The second condition is structural clarity. Mourinho wants the first-team operation clearly defined — who answers to whom, where authority sits, and that it's respected. He's pointed to situations involving Vinicius Junior and the Xabi Alonso saga as exactly the kind of internal noise he refuses to manage around. Dressing room politics and front-office ambiguity derail seasons. He's seen it happen. He won't walk into it again.
Both conditions, taken together, paint a picture of a manager who's learned from his messier exits. This isn't the Mourinho who fought with Casillas in 2013. Whether Madrid's current power structure is willing to give him that clarity is a different question entirely.
The timeline that matters
Nothing moves until Benfica's season ends on May 16-17. Mourinho is happy in Lisbon — genuinely, by all accounts — and has a renewal offer sitting on the table from the club where he began his coaching career.

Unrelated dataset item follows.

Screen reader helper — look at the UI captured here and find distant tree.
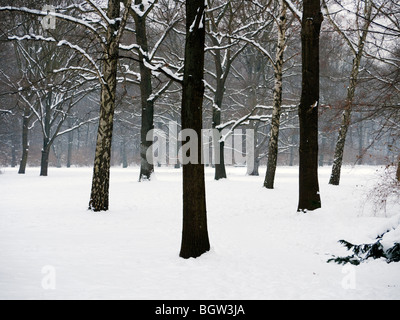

Real Madrid's interest hasn't changed that comfort, but it has changed his calculation.
Once that final whistle blows in Portugal, Real Madrid have roughly ten days to trigger his release clause, reportedly set at €3 million. After that window, the price goes up. That's the urgency baked into this deal — a short, defined period where either side commits or the moment passes.
No direct contact between Mourinho and Madrid yet. That's the next step, and the final one before any negotiation becomes real. Right now, it's Mendes doing the groundwork while his client finishes a season in Portugal. The direction is set. The clock starts May 17.